Posted on: February 11th, 2013 by Shannon Fay No Comments

As part of World’s Without End’s ‘Women in Genre’ challenge I am reading a sci-fi or fantasy novel each month from an author I have never read before. For more information on the challenge visit: https://www.worldswithoutend.com/authors_wogf.asp.



Doomsday Book

By Connie Willis

The premise of ‘Dooms Day Book’ is a great hook with multiple barbs. Kivrin, a young historian at Oxford Collage in the near future, goes back in time so she can see for herself what the medieval ages were really like. So that’s hook number one. As soon as she goes, an epidemic breaks out in Oxford and the whole city is quarantined. Also exciting. And then the characters in 2055 Oxford start to suspect that there might be a connection between Kivrin going back in time and the epidemic. Better and better.

But even though I found the basic plot intriguing, for the first half of the book we don’t get much closer to the heart of the mystery. The characters spin their wheels, going on for pages about the problems at hand without getting any closer to solving them. With Kivrin this is a bit annoying but it’s offset by the fact that Kivrin is an interesting character in an interesting setting. Interesting characters and an interesting world can make up for a lack of movement in the plot, and the Middle Ages section of the book delivers on those fronts.
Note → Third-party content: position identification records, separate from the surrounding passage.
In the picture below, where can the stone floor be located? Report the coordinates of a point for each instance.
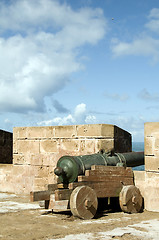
(21, 220)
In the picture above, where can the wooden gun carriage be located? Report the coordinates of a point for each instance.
(97, 182)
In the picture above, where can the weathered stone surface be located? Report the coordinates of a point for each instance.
(95, 130)
(6, 147)
(152, 163)
(65, 131)
(139, 180)
(106, 144)
(49, 146)
(149, 146)
(151, 129)
(32, 146)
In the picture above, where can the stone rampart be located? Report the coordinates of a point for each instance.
(6, 147)
(151, 195)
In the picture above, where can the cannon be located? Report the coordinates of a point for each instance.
(70, 167)
(83, 181)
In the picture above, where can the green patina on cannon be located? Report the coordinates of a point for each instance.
(70, 167)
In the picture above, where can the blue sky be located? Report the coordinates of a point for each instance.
(79, 62)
The future Oxford plotline on the other hand, is just annoying. It also goes in circles for the first half of the novel but unlike the Middle Ages storyline which is populated by interesting people who have multiple facets to them, the future characters are mainly a group of one-dimensional whiners. You can almost turn it into a game to see how fast you can pin down each character’s defining personality trait. Montoya, an American archeologist, will complain about how the quarantine is keeping her from her dig, Gilchrist, the head of the medieval department, will act like an ass and complain, and Dunworthy, our viewpoint character for these sections, will worry about Kivrin.
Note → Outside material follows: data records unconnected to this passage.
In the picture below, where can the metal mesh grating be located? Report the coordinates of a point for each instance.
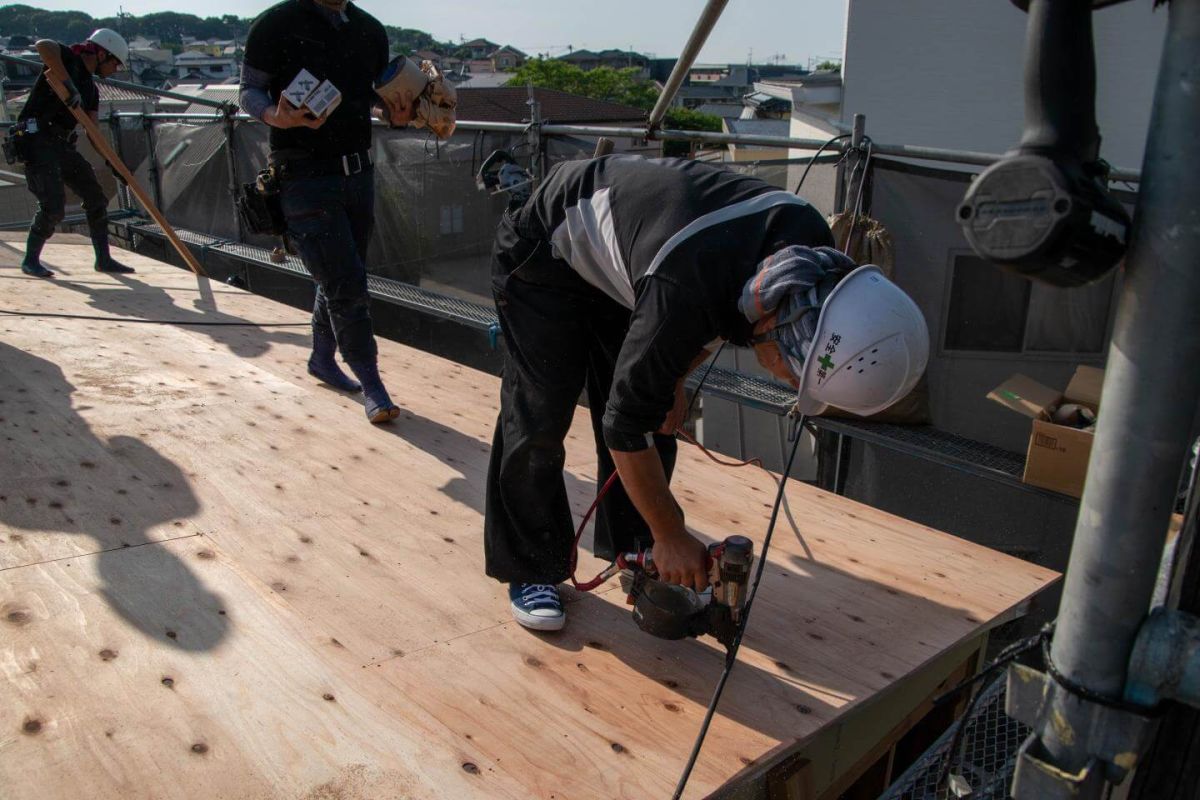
(262, 256)
(933, 443)
(461, 311)
(190, 236)
(987, 758)
(745, 389)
Not a page goes by where Dunworthy doesn’t worry about Kivrin. There’s nothing wrong with this in itself, it’s just that this is pretty much all Dunworthy does. I know that Kivrin is his protégée, but doesn’t he have any other students? Or anyone else in his life for that matter? Dunworthy is so focused on Kivrin, it’s hard to imagine him even existing before Kivrin came into his life.
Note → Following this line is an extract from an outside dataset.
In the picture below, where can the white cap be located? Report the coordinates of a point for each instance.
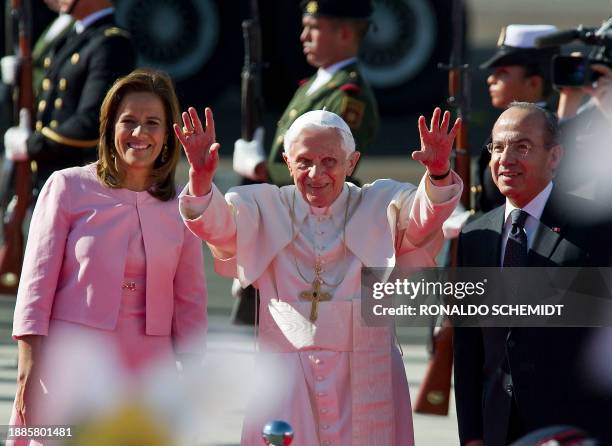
(524, 36)
(516, 46)
(321, 119)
There are some interesting characters in the future sections, such as Dr. Mary Ahrens and her grand-nephew Collin. They seem to actually have a life outside the events of the book, to have pasts and previous experiences that influence their current actions (even Kivrin [and I like Kivrin] seems to have come out of a vacuum, never referencing her life before she came to Oxford). We get to see a lot of Mary and Collin, but I would have loved it if one of them were our viewpoint character rather than the dull Dunworthy.

About halfway through the book the plot picks up. Even though the reader might guess some of the twists, they still propel the story in an interesting direction. The closer the book gets to the end the harder it gets to put down. I was impressed with how Willis was able to make the final stretch both increasingly bleak while also upping the tension. Most writers end up sacrificing one for the other, and it’s a testament to Willis’s skill that I wasn’t entirely sure how things would turn out for Kivrin and Dunworthy.

While I found the first half of this book a bit of a slog, by the end it had shaped up. Things that annoyed me at the start of the book (the timey-whimey science, one-note characters) had filled out enough that they no longer bothered me and the things that I liked at the start just got better. All in all an enjoyable book, though part of me wishes it could have been all the middle ages, all the time.